On her first day of high school, she sees girls hugging and reuniting with friends and telling each other what they did over the summer. She imagines what it would be like if her friends were here with her like they planned. The summer before she started high school, sophomore Monserrat Casas found out her friend, Jessica Mata, had passed away on July 7 in a car accident on her way to Mexico. Both were enrolled to be freshmen at North.
“At first I didn’t believe [it] so I just started asking all these people if they had heard what had happened to Jessica and if it was true,” Casas said.
Casas’s friend Naomi Pearson was also planning to start high school with Mata and Casas after the trio became good friends at Austin Academy in band.
“Then on May 7, Naomi had to move to New Jersey, because her parents got divorced,” Casas said. “And then in July, that’s when Jessica’s accident happened, exactly two months later.”
No one knew that Mata was going to Mexico except Casas, but Casas said she was not told when Mata would go. Casas even talked to Mata the night before on Facebook, so Casas found Mata’s accident hard to believe. Casas told Pearson what she knew about the accident, but since they were not able to reach the family, they were unsure of what happened until posts on social media confirmed the incident.
“So we actually believed [it] then. And then, basically everything started coming out,” Casas said.
The family was on their way to Mexico to celebrate Mata’s parents’ newly received U.S. residency. Mata was not wearing her seat belt as another car drove in their lane and crashed into the family’s truck. Mata’s family members suffered a range of injuries, but Mata was the only one who passed away. Two services were held for Mata, a memorial at her middle school and a funeral that September. Mata was buried in her Quinceñera dress, because she had not had her Quinceñera yet. Casas could not make it to either the memorial or the funeral because she was not in town. Mata’s mother also left a rose on the school’s front desk to represent her daughter’s enrollment on what would have been Mata’s first day of high school.
“[At the memorial] they planted a tree in memory of her and they put balloons and stuffed animals,” Casas said. “Her favorite color was blue, so they let go a bunch of blue and white balloons. The tree is a year old, and it blooms white flowers.”
Casas said she will remember Mata as an enthusiastic person who was rarely ever sad or angry. She said Mata was always someone with a lot of energy and always had a smile on her face who loved to cheer others up whenever they were down. Everyone was Mata’s friend, Casas said.
“I couldn’t believe [she was gone],” Casas said. “[Mata] had told me a couple of months before that she was going to Mexico in the summer, but I never knew she was going to go that week. I just, I didn’t believe it. I was refusing to think that she had died. I was like, ‘how could this happen to her?’ She was always happy. She was never mad at anybody; she never talked about anybody.”
Last year, Casas had to start high school without her friends. When Casas would get asked why she came to this high school, she realized it helped her feel better to tell others about Mata even though it hurt.
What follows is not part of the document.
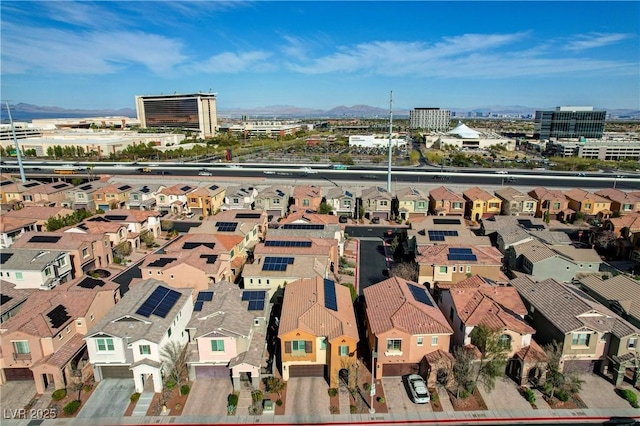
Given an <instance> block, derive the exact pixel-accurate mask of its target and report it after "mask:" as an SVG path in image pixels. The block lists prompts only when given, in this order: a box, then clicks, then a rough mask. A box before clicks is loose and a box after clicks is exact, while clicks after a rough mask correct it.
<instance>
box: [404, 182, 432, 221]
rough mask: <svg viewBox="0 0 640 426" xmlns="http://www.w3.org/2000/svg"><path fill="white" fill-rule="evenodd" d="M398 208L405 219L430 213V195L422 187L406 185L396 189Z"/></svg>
mask: <svg viewBox="0 0 640 426" xmlns="http://www.w3.org/2000/svg"><path fill="white" fill-rule="evenodd" d="M396 197H397V198H398V209H399V212H400V217H401V218H402V219H403V220H410V219H411V218H413V217H416V216H426V215H427V214H428V213H429V196H428V195H427V194H425V193H424V191H422V190H421V189H418V188H414V187H406V188H402V189H399V190H398V191H396Z"/></svg>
“[Mata] was one of the people who would help me with anything,” Casas said. “When I went through a problem, she would always be there for me. So I had to get used to not having her. And at first it was hard, so I pretended that she was there. And I’d pretend she was giving me advice and stuff, but as time passed, I realized it was just making me feel worse so I stopped. I think it was like almost a year after, I started realizing she wasn’t going to come back. [But] I think if you talk about it to other people, they’ll help you.”
Casas originally wanted to go to Lakeview because she wanted to be a lawyer. After Pearson moved and Mata died, Casas was still unsure whether she should still go to North until she had a class taught by technology teacher Greg Morrissey.
“When I was little, my brother had cancer and then I had Mr. Morrissey last year,” Casas said. “He told us about his experience with cancer. When I was little, I remember, I wanted to be an oncologist. And I kind of want to be that now.”
Casas said no one else close to her has passed away except Mata. Casas said that she believes the experience has made her stronger and that it has prepared her for what to expect in case she loses anyone else.
“It’s going to be hard at the beginning,” Casas said. “I knew that Jessica and Naomi weren’t going to come back. So I had to make new friends and just kind of forget that they weren’t going to come back. Friends come and go, and you just have to cherish the moments you spend with them. It’s just life.”